Lo sgravio


Su PLoS-One è uscita una ricerca ben fatta, ma valeva la pena? Jan Englemann e altri neurologi, psichiatri ed economisti hanno osservato come il cervello smetta di calcolare probabilità e “scarichi” il processo decisionale quando accettiamo il parere di un esperto su investire in situazione di incertezza o giocare alla lotteria. Sarebbe uno strano “processo decisionale” consultare un esperto – e fuori da un laboratorio pagarlo – e non accettare che il suo cervello allenato calcoli le probabilità meglio del nostro.

La coscienza nel suo “spazio di lavoro globale”
Trovo più interessante quella Raphaël Gaillard et al. del gruppo di Stanislas  Dehaene uscita su Plos-Biology, anche se pretende demolire una “visione” che non mi sembra molto diffusa tra i neuroscienziati.

Hanno misurato una serie di parametri durante l’elaborazione conscia e quella inconscia di un stimolo visivo – una parola – in alcuni pazienti curati per l’epilessia con elettrodi impiantati nel cervello. L’elaborazione conscia, scrivono, è contraddistinta da una rapida disseminazione di segnali in tutto il cervello e l’attività che ne consegue è sincronizzata. Lo dimostrano quattro “marcatori” neurofisiologici, ma gli autori stessi ne suggeriscono altri. Conclusione:

“Invece di sperare in un unico marcatore putativo – il correlato neurale della coscienza – una visione più matura dell’elaborazione conscia dovrebbe considerarla in relazione a un pattern distribuito di attivazione cerebrale, che avviene a un livello specifico all’interno di un’architettura anatomica e funzionale complessa, e che può quindi riflettersi in molte misure fisiologiche parzialmente sovrapposte.”

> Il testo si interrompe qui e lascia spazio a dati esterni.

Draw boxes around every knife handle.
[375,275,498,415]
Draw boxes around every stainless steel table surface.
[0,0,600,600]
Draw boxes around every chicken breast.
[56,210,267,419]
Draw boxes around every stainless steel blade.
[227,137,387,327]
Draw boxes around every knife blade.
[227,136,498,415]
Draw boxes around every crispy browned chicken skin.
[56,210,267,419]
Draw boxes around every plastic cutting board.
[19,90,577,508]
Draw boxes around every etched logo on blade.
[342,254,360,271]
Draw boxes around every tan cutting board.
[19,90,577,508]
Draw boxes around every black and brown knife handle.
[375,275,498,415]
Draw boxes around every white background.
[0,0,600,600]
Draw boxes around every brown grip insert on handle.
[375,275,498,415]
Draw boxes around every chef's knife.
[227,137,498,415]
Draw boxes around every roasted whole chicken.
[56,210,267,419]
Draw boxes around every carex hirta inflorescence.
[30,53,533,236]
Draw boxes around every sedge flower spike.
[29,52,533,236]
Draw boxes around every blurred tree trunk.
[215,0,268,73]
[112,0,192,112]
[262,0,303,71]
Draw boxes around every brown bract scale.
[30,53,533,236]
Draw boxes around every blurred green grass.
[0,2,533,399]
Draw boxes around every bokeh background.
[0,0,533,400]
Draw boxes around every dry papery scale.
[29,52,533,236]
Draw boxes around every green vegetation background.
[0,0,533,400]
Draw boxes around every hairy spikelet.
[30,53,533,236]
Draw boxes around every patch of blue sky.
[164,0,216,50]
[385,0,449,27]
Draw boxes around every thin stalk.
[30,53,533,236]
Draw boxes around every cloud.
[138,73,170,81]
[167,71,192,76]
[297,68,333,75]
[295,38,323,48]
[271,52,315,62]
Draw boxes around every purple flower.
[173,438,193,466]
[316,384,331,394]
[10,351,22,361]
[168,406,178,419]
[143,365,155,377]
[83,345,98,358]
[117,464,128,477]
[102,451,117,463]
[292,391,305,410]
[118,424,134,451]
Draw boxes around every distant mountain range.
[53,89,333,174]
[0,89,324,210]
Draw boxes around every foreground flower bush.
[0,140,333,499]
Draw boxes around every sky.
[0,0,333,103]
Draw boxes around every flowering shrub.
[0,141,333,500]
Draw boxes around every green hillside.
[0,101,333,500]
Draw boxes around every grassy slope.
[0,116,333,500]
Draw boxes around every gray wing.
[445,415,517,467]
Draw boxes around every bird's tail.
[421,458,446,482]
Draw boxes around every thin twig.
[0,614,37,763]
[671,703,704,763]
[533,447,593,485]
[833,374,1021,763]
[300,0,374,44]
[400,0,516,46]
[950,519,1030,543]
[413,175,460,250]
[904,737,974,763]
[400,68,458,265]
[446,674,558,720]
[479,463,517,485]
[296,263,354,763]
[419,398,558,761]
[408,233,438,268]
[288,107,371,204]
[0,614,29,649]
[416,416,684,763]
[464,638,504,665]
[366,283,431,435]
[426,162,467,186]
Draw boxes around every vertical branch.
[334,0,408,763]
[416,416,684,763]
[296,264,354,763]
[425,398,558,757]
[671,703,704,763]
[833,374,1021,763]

Sono pochi pazienti (dieci), pochi stimoli e unicamente visivi, ma è un tipico esperimento pilota dal quale dovrebbero derivarne altri, come scrive Richard Robinson.

Da far girare tra le Ong
A proposito di coscienza, in senso morale questa volta. Su PloS-Medicine, Paul Newton e una quindicina di ricercatori pubblicano una proposta di linee-guida su come controllare sul campo della qualità dei farmaci, ed evitare di somministrare quelli “contraffatti, sub-standard, degradati”.
Sarebbe ora di creare un sistema unico che non dipenda dalla buona volontà o dall’interesse di produttori e distributori (quasi tutti rifiutano di condividere i propri dati su casi di contraffazione, per esempio, con l’Organizzazione mondiale della sanità). O da analisi fatte dalla Food and Drug Administration nel caso un’azienda chieda l’autorizzazione di vendere negli Stati Uniti un farmaco destinato fino a quel momento ai paesi poveri e/o alle organizzazioni umanitarie.

Tanto più che…
Su PLoS-Pathogens esce un articolo di Jung Hun Lee et al. sui batteri gram-negativi che resistono agli antibiotici. Si parla molto dell’evoluzione di una resistenza ai farmaci nei vari microbi gram-positivi, come lo stafilococco aureo, ma anche gli altri sono in aumento e spesso non diagnosticati correttamente.
E ancora nessun nuovo antibiotico specifico in arrivo.